Apanteles glomeratus video

Comment by Joseph on October 19, 2012 at 8:37

I've seen the adults in my shadehouse. I knew they were some sort of wasp so didn't try to kill them, unfortunately though I've squashed quite a few of their pupa, must remember to avoid doing so in future.

Comment by Joseph on October 19, 2012 at 8:36

It's likely to be Apanteles glomeratus.

Translated from French:

tiny parasitic wasp larvae and particularly that of the Cabbage . 
eggs are deposited in small caterpillars continue to live normally, 
moth larvae consume first the hemolymph and inside the caterpillar's body without touching to vital parts. 
they finally emerge to form their yellow cocoons and pupate, the cocoons are attached to the host dies.

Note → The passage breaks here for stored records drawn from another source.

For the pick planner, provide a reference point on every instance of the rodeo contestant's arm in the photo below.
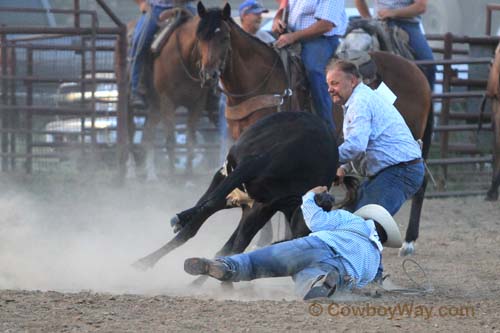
(357, 131)
(143, 5)
(315, 217)
(417, 8)
(363, 9)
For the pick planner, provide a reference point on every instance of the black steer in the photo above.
(274, 162)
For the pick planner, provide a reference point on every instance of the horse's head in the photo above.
(214, 42)
(359, 40)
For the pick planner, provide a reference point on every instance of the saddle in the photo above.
(238, 116)
(390, 38)
(363, 61)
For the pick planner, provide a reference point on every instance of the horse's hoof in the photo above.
(227, 286)
(491, 196)
(142, 265)
(199, 281)
(407, 249)
(175, 220)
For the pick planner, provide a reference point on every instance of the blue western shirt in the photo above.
(304, 13)
(375, 130)
(360, 255)
(397, 4)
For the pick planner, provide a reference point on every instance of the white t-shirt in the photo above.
(265, 36)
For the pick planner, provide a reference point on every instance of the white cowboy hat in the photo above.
(380, 215)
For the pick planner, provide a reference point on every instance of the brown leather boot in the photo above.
(213, 268)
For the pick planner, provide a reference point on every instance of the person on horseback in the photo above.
(375, 134)
(343, 251)
(317, 25)
(251, 17)
(407, 15)
(143, 36)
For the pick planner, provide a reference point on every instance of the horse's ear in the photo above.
(226, 11)
(201, 9)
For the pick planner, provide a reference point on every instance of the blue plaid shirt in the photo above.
(304, 13)
(162, 3)
(360, 255)
(375, 130)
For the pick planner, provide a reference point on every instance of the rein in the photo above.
(177, 44)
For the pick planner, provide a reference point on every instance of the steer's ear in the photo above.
(226, 11)
(201, 9)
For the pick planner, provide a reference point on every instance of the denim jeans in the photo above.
(315, 55)
(391, 187)
(144, 32)
(304, 259)
(420, 46)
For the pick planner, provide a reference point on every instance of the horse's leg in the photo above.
(131, 163)
(187, 223)
(192, 118)
(148, 140)
(168, 112)
(408, 247)
(492, 194)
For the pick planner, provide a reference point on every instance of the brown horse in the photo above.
(414, 102)
(493, 93)
(171, 81)
(243, 63)
(252, 73)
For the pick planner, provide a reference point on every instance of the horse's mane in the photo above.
(209, 23)
(213, 20)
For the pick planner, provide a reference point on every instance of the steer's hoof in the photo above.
(491, 196)
(142, 265)
(174, 221)
(407, 249)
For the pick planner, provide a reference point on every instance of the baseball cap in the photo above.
(252, 7)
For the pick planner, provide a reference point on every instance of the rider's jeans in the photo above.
(315, 55)
(304, 259)
(419, 44)
(144, 32)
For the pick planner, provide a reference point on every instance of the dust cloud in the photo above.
(79, 235)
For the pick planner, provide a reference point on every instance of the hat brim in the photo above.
(380, 215)
(255, 11)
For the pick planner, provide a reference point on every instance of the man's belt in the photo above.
(415, 161)
(407, 163)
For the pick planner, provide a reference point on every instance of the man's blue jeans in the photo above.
(315, 55)
(305, 259)
(420, 46)
(391, 187)
(144, 32)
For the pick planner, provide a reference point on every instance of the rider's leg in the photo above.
(143, 37)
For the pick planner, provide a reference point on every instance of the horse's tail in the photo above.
(351, 184)
(481, 113)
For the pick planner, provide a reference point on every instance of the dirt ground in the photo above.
(66, 249)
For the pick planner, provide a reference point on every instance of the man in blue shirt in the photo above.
(342, 251)
(377, 141)
(317, 25)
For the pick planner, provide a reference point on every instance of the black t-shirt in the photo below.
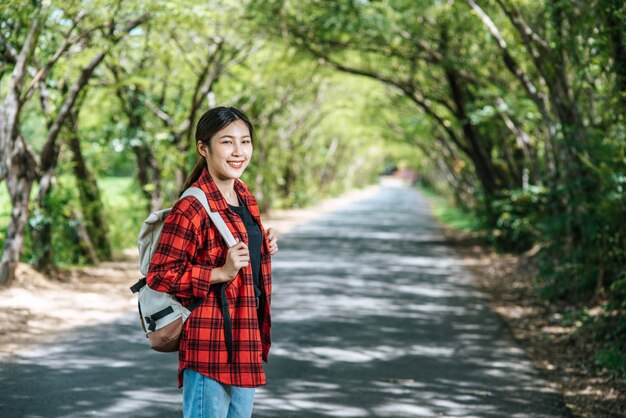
(255, 241)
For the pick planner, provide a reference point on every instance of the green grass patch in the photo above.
(125, 210)
(450, 215)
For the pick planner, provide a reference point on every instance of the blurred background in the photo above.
(510, 111)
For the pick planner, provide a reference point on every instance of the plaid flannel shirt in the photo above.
(189, 248)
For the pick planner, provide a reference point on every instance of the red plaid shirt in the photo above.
(189, 248)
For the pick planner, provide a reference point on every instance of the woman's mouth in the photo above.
(235, 164)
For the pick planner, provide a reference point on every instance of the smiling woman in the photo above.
(227, 335)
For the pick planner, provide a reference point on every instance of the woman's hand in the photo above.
(273, 239)
(237, 257)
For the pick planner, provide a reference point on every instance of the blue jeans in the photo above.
(204, 397)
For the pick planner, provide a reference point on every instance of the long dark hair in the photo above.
(209, 124)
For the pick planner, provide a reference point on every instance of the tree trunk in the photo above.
(20, 179)
(615, 33)
(96, 231)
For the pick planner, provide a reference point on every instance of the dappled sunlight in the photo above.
(370, 299)
(372, 316)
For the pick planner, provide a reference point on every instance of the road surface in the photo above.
(372, 316)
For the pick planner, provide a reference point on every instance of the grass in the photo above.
(450, 215)
(124, 208)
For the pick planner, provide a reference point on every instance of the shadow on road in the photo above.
(372, 316)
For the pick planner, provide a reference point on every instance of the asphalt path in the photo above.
(373, 315)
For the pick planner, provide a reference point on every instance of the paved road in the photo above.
(373, 316)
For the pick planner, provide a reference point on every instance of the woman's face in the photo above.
(230, 151)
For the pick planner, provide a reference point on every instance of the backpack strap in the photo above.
(215, 216)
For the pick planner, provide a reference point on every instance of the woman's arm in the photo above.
(172, 269)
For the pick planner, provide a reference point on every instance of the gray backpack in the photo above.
(162, 315)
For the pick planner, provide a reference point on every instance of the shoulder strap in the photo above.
(215, 216)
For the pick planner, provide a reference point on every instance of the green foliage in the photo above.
(518, 213)
(612, 359)
(451, 215)
(124, 208)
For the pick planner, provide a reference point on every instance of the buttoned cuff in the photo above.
(200, 281)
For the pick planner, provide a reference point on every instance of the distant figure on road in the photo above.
(227, 337)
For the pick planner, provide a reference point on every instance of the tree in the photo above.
(21, 165)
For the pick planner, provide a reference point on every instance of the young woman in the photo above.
(227, 336)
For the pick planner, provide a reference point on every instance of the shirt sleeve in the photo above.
(171, 269)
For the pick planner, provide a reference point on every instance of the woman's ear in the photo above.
(202, 148)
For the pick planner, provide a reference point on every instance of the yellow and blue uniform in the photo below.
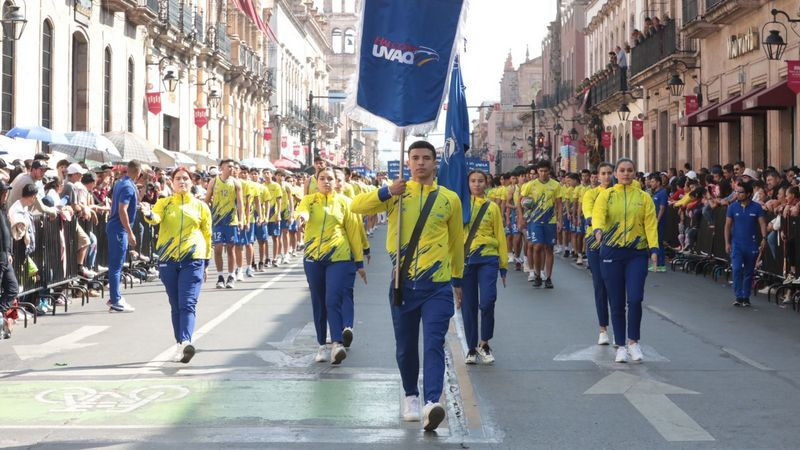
(541, 217)
(439, 261)
(224, 211)
(333, 252)
(627, 218)
(593, 256)
(184, 249)
(487, 255)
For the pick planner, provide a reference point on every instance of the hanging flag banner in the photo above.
(405, 55)
(606, 139)
(793, 76)
(691, 104)
(200, 117)
(153, 102)
(637, 127)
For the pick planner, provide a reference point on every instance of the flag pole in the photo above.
(400, 214)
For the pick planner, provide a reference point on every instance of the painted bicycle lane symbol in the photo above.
(83, 399)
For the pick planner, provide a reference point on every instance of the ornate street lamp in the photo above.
(14, 21)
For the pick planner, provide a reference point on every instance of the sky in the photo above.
(493, 28)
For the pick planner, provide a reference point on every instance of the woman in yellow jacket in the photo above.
(624, 222)
(184, 249)
(486, 256)
(333, 251)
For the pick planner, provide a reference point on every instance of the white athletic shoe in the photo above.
(635, 351)
(411, 409)
(432, 415)
(322, 354)
(622, 355)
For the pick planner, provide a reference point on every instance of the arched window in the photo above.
(350, 41)
(107, 90)
(7, 89)
(47, 74)
(336, 41)
(131, 77)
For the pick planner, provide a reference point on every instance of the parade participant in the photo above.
(660, 200)
(274, 220)
(624, 221)
(348, 306)
(604, 173)
(542, 197)
(225, 199)
(486, 254)
(744, 219)
(184, 249)
(124, 202)
(332, 252)
(435, 264)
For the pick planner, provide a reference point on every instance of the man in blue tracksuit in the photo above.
(745, 218)
(661, 201)
(124, 201)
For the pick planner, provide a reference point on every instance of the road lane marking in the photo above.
(747, 360)
(649, 397)
(59, 345)
(164, 356)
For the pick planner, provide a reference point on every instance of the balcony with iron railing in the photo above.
(659, 50)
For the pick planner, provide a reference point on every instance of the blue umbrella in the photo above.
(38, 134)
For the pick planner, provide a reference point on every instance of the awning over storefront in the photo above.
(775, 97)
(735, 107)
(692, 120)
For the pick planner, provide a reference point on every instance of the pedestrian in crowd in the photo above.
(744, 220)
(486, 256)
(425, 288)
(184, 249)
(124, 203)
(624, 221)
(604, 173)
(225, 199)
(8, 279)
(331, 256)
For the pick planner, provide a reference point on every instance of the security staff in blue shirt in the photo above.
(744, 218)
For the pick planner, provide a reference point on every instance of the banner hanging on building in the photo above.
(153, 102)
(691, 104)
(637, 127)
(606, 141)
(793, 76)
(405, 55)
(200, 117)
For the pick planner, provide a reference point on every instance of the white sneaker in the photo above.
(432, 415)
(635, 351)
(411, 409)
(622, 355)
(338, 354)
(322, 354)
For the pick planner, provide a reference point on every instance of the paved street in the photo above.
(714, 376)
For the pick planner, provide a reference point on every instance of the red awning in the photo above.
(776, 97)
(734, 108)
(692, 120)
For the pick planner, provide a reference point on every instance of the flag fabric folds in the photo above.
(452, 172)
(405, 52)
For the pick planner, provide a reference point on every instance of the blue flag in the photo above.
(406, 49)
(452, 172)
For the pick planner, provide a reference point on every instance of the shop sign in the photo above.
(740, 44)
(793, 76)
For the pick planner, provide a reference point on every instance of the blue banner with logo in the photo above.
(406, 49)
(452, 172)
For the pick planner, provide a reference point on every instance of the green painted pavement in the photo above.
(200, 402)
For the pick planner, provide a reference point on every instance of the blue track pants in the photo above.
(183, 281)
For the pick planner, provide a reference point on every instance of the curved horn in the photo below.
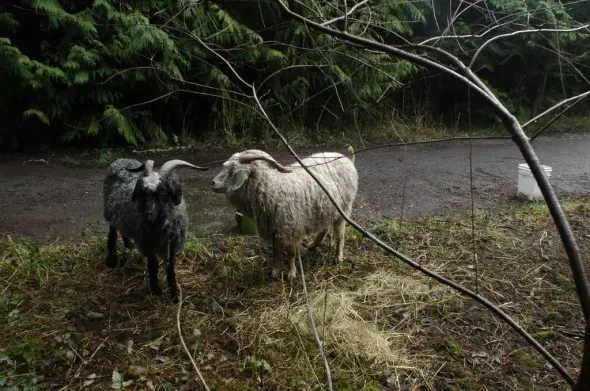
(175, 163)
(250, 157)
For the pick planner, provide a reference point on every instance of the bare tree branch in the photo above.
(495, 309)
(519, 137)
(486, 43)
(580, 96)
(346, 14)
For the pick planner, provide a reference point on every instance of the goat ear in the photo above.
(135, 191)
(238, 179)
(175, 190)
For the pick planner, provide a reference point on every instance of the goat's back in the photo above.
(336, 171)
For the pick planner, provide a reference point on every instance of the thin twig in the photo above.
(580, 96)
(486, 43)
(561, 113)
(313, 326)
(188, 353)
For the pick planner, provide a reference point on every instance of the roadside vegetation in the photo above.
(67, 322)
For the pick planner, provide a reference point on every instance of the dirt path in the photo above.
(54, 202)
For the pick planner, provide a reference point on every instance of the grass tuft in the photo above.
(68, 322)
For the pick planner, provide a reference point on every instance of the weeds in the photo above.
(67, 322)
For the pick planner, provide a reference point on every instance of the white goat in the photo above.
(286, 203)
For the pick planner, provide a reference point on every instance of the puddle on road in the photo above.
(209, 212)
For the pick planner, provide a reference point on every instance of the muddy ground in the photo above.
(53, 202)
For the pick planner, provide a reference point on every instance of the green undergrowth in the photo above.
(68, 322)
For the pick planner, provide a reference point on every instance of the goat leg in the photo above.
(111, 260)
(127, 243)
(277, 252)
(153, 271)
(339, 226)
(171, 275)
(317, 241)
(291, 251)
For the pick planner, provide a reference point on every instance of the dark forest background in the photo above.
(102, 73)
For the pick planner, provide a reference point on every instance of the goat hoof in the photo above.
(276, 274)
(156, 290)
(111, 261)
(128, 244)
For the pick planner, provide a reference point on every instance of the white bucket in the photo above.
(527, 185)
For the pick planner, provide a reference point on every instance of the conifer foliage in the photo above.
(110, 72)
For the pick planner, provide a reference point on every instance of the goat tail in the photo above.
(351, 154)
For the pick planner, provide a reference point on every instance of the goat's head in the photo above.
(237, 169)
(154, 189)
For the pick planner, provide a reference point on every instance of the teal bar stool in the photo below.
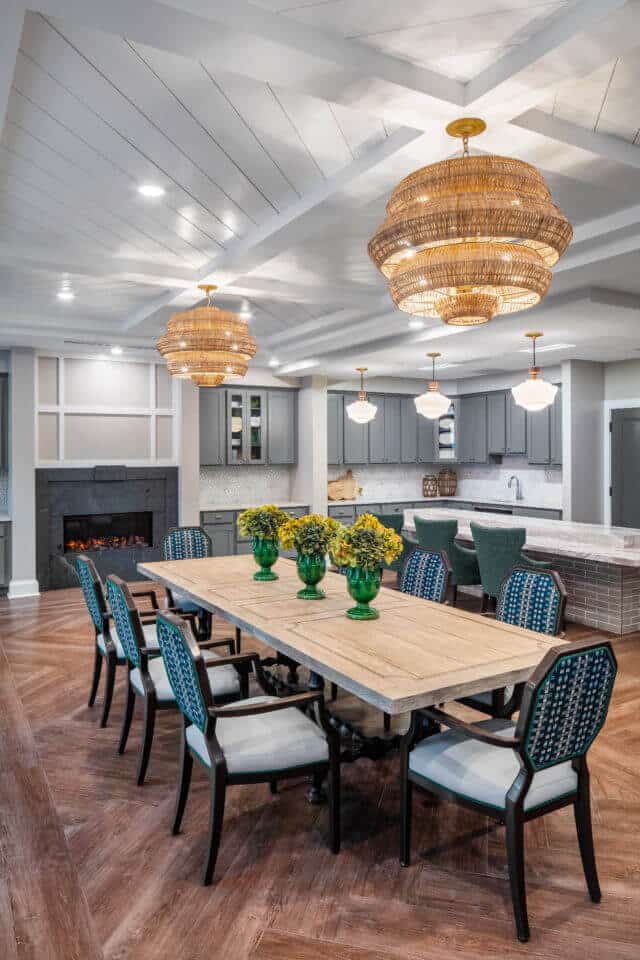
(499, 550)
(440, 536)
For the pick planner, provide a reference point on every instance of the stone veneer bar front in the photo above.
(599, 565)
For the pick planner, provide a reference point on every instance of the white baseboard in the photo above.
(23, 588)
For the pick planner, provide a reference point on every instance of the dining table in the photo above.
(416, 654)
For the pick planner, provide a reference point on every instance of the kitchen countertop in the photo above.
(616, 545)
(488, 500)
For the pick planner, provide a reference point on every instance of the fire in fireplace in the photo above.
(108, 531)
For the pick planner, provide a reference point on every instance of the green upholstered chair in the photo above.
(147, 676)
(259, 740)
(518, 773)
(441, 535)
(499, 550)
(534, 600)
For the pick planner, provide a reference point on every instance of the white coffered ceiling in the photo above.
(277, 130)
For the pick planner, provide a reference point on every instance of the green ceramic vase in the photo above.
(363, 585)
(265, 553)
(311, 569)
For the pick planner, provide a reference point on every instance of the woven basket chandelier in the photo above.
(469, 238)
(206, 344)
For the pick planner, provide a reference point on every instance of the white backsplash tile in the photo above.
(244, 485)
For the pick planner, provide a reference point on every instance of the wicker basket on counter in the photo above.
(447, 483)
(430, 485)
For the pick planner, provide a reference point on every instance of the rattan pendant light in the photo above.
(471, 237)
(207, 344)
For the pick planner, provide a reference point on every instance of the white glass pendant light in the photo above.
(535, 393)
(432, 404)
(361, 411)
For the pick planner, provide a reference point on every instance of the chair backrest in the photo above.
(126, 619)
(92, 590)
(532, 599)
(426, 574)
(186, 543)
(185, 668)
(499, 549)
(436, 534)
(565, 703)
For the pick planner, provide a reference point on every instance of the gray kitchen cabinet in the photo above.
(408, 430)
(497, 423)
(213, 423)
(556, 430)
(281, 426)
(335, 428)
(355, 435)
(5, 556)
(516, 427)
(539, 436)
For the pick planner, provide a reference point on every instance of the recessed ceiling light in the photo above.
(550, 346)
(151, 190)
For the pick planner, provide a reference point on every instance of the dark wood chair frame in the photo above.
(514, 816)
(219, 776)
(501, 705)
(151, 702)
(205, 617)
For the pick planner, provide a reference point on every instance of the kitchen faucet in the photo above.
(518, 486)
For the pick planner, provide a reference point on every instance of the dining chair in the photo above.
(147, 675)
(259, 740)
(441, 535)
(514, 774)
(534, 600)
(108, 646)
(499, 550)
(191, 543)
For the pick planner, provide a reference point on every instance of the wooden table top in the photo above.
(416, 654)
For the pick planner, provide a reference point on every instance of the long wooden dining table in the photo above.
(415, 655)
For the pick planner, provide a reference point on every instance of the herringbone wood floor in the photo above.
(88, 868)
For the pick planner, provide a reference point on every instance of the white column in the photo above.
(22, 473)
(189, 462)
(582, 430)
(309, 483)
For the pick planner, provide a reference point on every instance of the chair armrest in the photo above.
(282, 703)
(470, 729)
(151, 594)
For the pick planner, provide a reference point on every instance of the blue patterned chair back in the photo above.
(125, 618)
(531, 599)
(426, 574)
(566, 703)
(92, 590)
(186, 543)
(180, 662)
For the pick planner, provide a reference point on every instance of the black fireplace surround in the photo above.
(116, 515)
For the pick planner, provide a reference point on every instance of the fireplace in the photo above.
(116, 515)
(108, 531)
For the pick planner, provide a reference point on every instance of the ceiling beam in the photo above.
(573, 135)
(12, 19)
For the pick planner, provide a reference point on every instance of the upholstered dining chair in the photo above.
(514, 774)
(147, 676)
(259, 740)
(441, 535)
(499, 549)
(191, 543)
(534, 600)
(107, 642)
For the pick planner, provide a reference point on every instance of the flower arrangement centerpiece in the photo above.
(311, 537)
(361, 550)
(262, 524)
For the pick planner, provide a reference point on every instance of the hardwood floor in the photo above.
(88, 868)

Comment by Lissa on October 19, 2012 at 6:17

I put these cocoons into a container and they have hatched yesterday. When I checked, I thought some small ants had found their way into the container through the little vent and opend it to remove them (I was tired and a little stupid at the time) only to have it fly away! No ant!

I cannot find a pic of these wasps anywhere online with searching - they are the size and colour of a small dark ant. Their wings are transparant and they have quite long antenae for the size of their body which they use like feelers.

Good predator for the Cabbage White caterpillars that we have so much trouble with. They have infested quite a few out on my Kohlrabi, much to my delight.

Comment by Lissa on October 14, 2012 at 5:20

Yeah, I love the Aliens and Predators movies lol.

Not a good thing for a Mum to be to be watching Florence :( give you nightmares.